The Medicines and Healthcare Products Regulatory Agency (MHRA) has approved Krazati (adagrasib) to treat non-small cell lung cancer (NSCLC) in adult patients.

It is a targeted treatment option for patients with KRASG12C mutation when the cancer has spread to other body parts.

They also informed that the drug is for patients who “failed” to respond to prior therapies.

The health regulator confirmed that Krazati attaches to the protein and stops it from working, which “may slow down or stop the growth of the cancer.”

This new drug is manufactured by a biotechnology company, Mirati Therapeutics, that discovers new therapies to cure patients with cancer.

Alan Sandler, chief medical officer of Mirati Therapeutics said: “KRAZATI offers a compelling therapeutic option for patients with previously treated locally advanced NSCLC with a KRASG12C mutation.
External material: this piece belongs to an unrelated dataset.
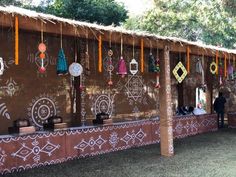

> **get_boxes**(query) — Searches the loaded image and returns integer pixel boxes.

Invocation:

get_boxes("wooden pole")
[159,46,174,157]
“MHRA’s authorisation is a significant step towards improving the options available for patients and clinicians in Great Britain.”

Krazati is available in 200mg tablet form, and patients are recommended to take three tablets at the same time twice a day.

However, the medicine has various side effects that can lower red blood cell counts resulting in tiredness and pale skin.

The other side effects include loss of appetite, feeling dizzy, nausea, diarrhoea, vomiting, and headache due to low blood sodium levels.

More than 43,000 new lung cancer cases are reported every year in the UK and NSCLC accounts for approximately 80-85 per cent of these cases.

It is estimated that 13-14 per cent of patients with this type of lung cancer produce the KRAS G12C protein.